Duality and Optimization

Titus Pinta <2025-12-17 Wed>

First Attempt
Second Attempt
General Perturbations
Fenchel Duality
Lagrangian Duality
Strong Duality*

We aim to solve a standard optimization problem $\inf_{x\in C\subseteq\mathbb{R}^{n}}f(x),$ for some, usually convex, $C$ and $f:C\to\overline{\mathbb{R}}$ . If we use a numerical solver, how do we know how far the approximate solution is from the true solution? We need something called a "certificate of optimality". The general framework is to consider an auxiliary function $g:D\subseteq\mathbb{R}^{m}\to\overline{\mathbb{R}}$ such that

$\forall x\in C\text{ and }\forall y\in D,\quad f(x)\geq g(y).$ This implies that $\inf_{x\in C}f(x)\geq\sup_{y\in D}g(y),$ suggesting the dual problem $\sup_{y\in D}g(y),$

This approach is useful because for $x^{*}$ a global solution for the primal, $y^{*}$ a global solution for the dual and $x^{n}$ and $y^{n}$ , approximations of the two produced by some numerical scheme, we have $f(x^{n})\geq f(x^{*})\geq g(y^{*})\geq g(y^{n}),$ and therefore $f(x^{n})-f(x^{*})\leq f(x^{n})-g(y^{n}).$

Not all primal dual pairs $(f,g)$ are created equal. The difference in the values is called the duality gap $\operatorname{gap}(f,g)=\inf_{x\in C}f(x)-\sup_{y\in D}g(y).$ In the lucky case that $\operatorname{gap}(f,g)=0$ we say that strong duality holds.
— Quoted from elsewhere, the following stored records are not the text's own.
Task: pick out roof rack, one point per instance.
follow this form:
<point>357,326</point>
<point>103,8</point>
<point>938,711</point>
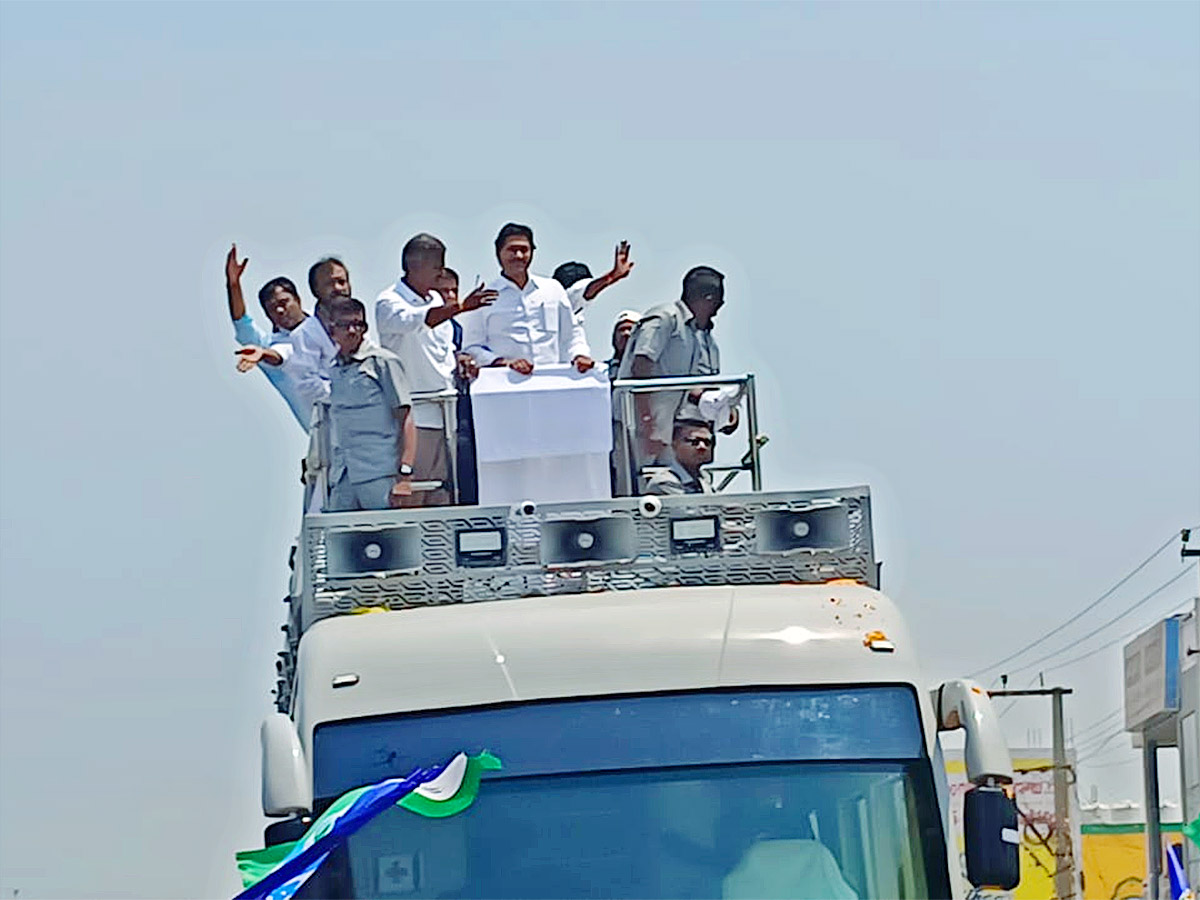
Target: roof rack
<point>394,559</point>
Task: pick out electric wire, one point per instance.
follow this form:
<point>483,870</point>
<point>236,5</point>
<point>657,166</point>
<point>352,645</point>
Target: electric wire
<point>1126,636</point>
<point>1116,618</point>
<point>1079,615</point>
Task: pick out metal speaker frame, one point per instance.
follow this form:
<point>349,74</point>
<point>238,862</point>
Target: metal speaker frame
<point>815,529</point>
<point>688,535</point>
<point>481,557</point>
<point>355,552</point>
<point>582,541</point>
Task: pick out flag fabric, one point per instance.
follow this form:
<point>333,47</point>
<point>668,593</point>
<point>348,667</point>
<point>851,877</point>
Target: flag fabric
<point>279,873</point>
<point>1192,829</point>
<point>454,790</point>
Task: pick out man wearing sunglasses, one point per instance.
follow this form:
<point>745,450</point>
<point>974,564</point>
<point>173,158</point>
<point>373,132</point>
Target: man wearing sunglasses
<point>371,411</point>
<point>693,448</point>
<point>672,341</point>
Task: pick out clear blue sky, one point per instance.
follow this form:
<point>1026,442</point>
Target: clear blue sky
<point>961,245</point>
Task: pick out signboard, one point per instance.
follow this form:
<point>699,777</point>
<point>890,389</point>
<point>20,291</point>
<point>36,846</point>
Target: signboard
<point>1152,675</point>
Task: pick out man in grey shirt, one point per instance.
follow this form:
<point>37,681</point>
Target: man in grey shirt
<point>375,435</point>
<point>672,341</point>
<point>693,448</point>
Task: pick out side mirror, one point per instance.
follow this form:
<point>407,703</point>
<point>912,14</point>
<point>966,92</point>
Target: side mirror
<point>991,838</point>
<point>286,786</point>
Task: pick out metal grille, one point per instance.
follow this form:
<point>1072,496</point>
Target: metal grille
<point>442,581</point>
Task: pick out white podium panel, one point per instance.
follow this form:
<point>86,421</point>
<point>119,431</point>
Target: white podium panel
<point>544,437</point>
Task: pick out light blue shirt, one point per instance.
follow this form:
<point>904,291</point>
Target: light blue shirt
<point>365,393</point>
<point>247,333</point>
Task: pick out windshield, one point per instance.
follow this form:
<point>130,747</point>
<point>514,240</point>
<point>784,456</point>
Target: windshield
<point>732,795</point>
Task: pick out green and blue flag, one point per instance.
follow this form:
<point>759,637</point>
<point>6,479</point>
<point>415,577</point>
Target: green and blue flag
<point>279,871</point>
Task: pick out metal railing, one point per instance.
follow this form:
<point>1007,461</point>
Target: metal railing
<point>628,454</point>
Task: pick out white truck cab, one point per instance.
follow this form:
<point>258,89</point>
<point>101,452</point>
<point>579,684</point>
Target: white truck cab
<point>691,696</point>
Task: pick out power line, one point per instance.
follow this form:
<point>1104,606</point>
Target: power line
<point>1087,609</point>
<point>1095,631</point>
<point>1126,636</point>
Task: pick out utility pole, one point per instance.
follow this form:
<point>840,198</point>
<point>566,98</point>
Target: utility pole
<point>1063,853</point>
<point>1063,850</point>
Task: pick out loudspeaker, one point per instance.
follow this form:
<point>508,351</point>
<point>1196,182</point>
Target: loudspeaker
<point>598,540</point>
<point>786,531</point>
<point>355,552</point>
The only thing left to do is to figure out how to construct a good $g$ from a given $f$ .

First Attempt

The most naive approach is to use the Fenchel-Young inequality. Recall the definition of the convex conjugate $f_{*}(y)=\sup_{x\in\mathbb{R}^{n}}\langle x,y\rangle-f(x)$ From this definition we can immediately see that $\forall x,y\in\mathbb{R}^{n},\quad f_{*}(y)\geq\langle x,y\rangle-f(x).$

This is not exactly the same form as the duality principle from (1), but this is also true for $x^{*}$ the global minimum of $f$ , so $\forall y\in\mathbb{R}^{n},\quad f(x^{*})\geq\langle x^{*},y\rangle-f_{*}(y),$ and clearly $f(x)\geq f(x^{*})$ , yielding $\forall x,y\in\mathbb{R}^{n},\quad f(x)\geq\langle x^{*},y\rangle-f_{*}(y).$

We now have a function $g$ in the correct form. Unfortunately

$g(y)=\langle x^{*},y\rangle-f_{*}(y)$ so the expression for $g$ involves $x^{*}$ and is uncomputable in general. But this attempt was a step in the right direction, we now need to investigate how to control the inner product part.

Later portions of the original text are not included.